Tremain glanced at Stillsen and smiled in appreciation. The young lieutenant commander had been doing much better. He had been taking much more of a learning role since their last conversation, and he was actually becoming an accepted member of the ship’s company. Even Tremain did not think Stillsen, taken down a few notches, was that bad an officer.
“What’s the range now?” Tremain asked.
“Six thousand yards, sir,” the radar operator answered and then abruptly pointed at his screen. “There it is again, sir!”
A small spike appeared above the squiggly electronic line running across the display. When the radar beam came around a second time, the spike was no longer there.
“It could be a sampan, sir, traveling across the strait,” Cazanavette offered. “Whatever it is, it’s small and it’s moving slowly.”
Tremain watched the radar screen as the beam swept across the contact’s bearing several more times, but the spike did not reappear.
“Could it be interference?”
“Possibly, sir. The fog and the temperature variations outside could be causing it. It could be a phantom return. The right weather conditions will do that.”
“Anything on sound?” Tremain glanced at Cazanavette.
“Too much traffic up the channel to discern this contact from the distant ones, sir,” Cazanavette said. “The strait is acting like a sound duct, so we’re hearing everything for fifty miles down that bearing.”
Tremain waited several more minutes but the spike did not reappear. It seemed to have vanished.
“I’m going up to the bridge, XO. Stand by down here and keep watching for it.”
“Aye, sir.”
Tremain bolted up the ladder and onto the bridge and waited for his eyes to adjust before he moved over to the railing. Hubley was there, staring into the fog. Dawn was fast approaching, and the first shades of sunlight had turned the fog around them into a deep blue haze.
“Have you heard any noises at all up here, Carl?”
“No, sir. It’s as quiet as a mouse.”
Mackerel was hove to with her bow pointing to the west. Tremain looked into the fog off the starboard beam. Somewhere out there, the phantom contact either existed or it did not exist. Originally, Tremain had wanted to stay on the surface during this day, at least until the fog had cleared. Now he was not so sure. If they were going to be plagued by phantom radar returns it might be better to take her down and listen.
“Wait, sir,” Hubley said, raising one hand. “Hear that?” Tremain bent an ear toward the starboard beam. At first he heard nothing. Then his ear picked up on the foreign noise and he heard it too. It was the low putter of a diesel engine. The noise dissipated in the fog one second, then was clearly audible the next.

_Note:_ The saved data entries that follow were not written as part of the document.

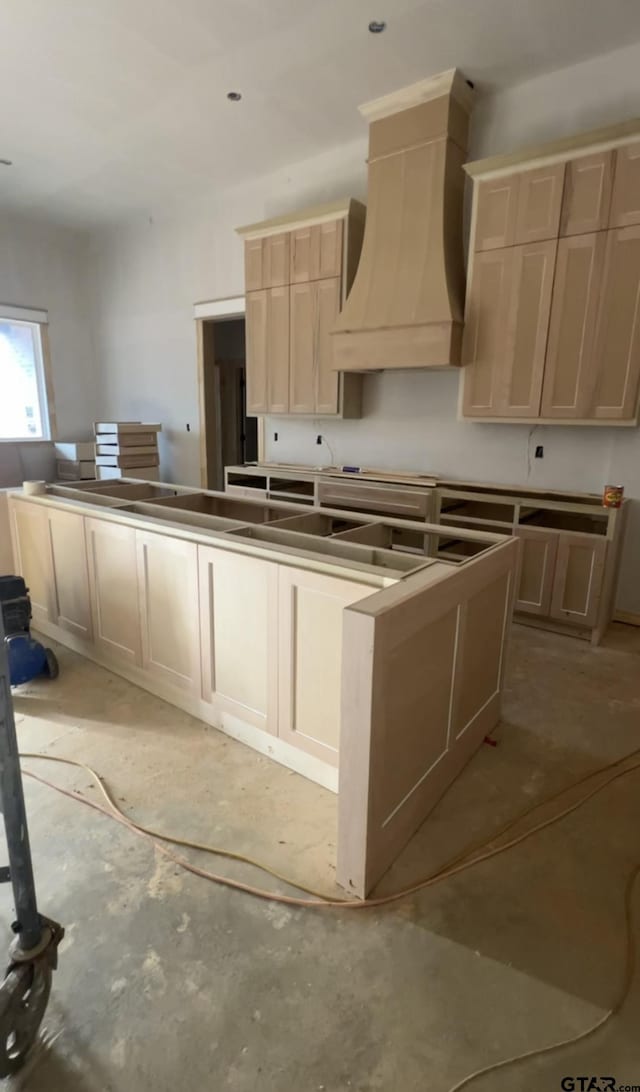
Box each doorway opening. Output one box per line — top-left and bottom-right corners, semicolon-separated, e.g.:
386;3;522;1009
198;315;258;490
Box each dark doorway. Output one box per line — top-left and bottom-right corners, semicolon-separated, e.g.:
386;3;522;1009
199;316;257;490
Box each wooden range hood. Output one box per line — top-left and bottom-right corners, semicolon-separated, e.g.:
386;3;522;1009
332;70;474;371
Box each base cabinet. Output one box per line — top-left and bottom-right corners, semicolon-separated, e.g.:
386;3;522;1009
10;501;55;627
514;527;607;633
514;527;558;616
48;508;92;640
136;531;201;697
85;517;142;668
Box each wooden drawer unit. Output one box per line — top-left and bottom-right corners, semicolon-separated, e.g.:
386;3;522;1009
318;478;431;520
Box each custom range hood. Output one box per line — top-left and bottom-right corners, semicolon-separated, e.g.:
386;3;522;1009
332;69;474;371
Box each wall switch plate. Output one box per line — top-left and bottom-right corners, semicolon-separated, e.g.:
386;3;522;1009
535;445;544;458
316;435;322;445
274;432;278;442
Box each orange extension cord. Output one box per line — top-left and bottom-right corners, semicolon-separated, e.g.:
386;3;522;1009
17;747;640;1091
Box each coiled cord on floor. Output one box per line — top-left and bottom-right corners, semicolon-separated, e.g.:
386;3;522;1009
16;746;640;1090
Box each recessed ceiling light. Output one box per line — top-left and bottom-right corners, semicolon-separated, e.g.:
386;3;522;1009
0;159;12;167
227;91;242;102
368;20;386;33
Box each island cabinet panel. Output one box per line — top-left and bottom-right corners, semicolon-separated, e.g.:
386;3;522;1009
549;534;607;628
48;508;92;640
9;500;55;627
277;567;373;766
136;531;201;697
514;526;558;616
560;151;614;235
610;140;640;227
85;518;142;668
514;163;564;244
198;546;276;732
338;541;516;897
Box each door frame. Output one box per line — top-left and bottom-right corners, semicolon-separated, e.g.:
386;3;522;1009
194;296;265;489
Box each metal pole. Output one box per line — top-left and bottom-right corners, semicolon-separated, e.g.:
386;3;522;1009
0;611;42;951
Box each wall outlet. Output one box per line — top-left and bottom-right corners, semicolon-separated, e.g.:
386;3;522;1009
316;434;322;445
535;445;544;458
274;431;278;442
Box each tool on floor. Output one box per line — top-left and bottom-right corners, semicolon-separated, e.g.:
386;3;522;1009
0;576;59;686
0;607;64;1075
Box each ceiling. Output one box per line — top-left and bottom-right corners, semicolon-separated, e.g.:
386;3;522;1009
1;0;640;226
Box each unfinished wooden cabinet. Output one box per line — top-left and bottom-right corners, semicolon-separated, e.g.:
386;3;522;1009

It sounded close.
“I’d say that’s inside two thousand yards, sir,” Hubley whispered.
The gun crews had obviously heard the noise as well, since Mackerel's long gun barrels all swung in unison toward the starboard beam.
“Hold your fire!” Tremain whispered and the bridge phone talker passed the order to all of the gun stations.
Cazanavette poked his head up the bridge hatch, wisely avoiding the use of the loud speaker. The other ship was definitely close enough to hear it.
“Captain,” he whispered. “We now have him on sonar. Single engine diesel, low revolutions, bearing zero two zero, off the starboard beam.”
Tremain squatted down. “We can’t dive, XO. He’ll hear us for sure. We’re going to have to stick it out and hope he doesn’t see us.”
Cazanavette nodded and disappeared below.
Tremain leaned against the bridge coaming and peered out into the fog. He could see nothing, just a sheet of blue haze. The ship out there could be anything. It could be a trawler, a powered sampan — or worse, it could be a gunboat.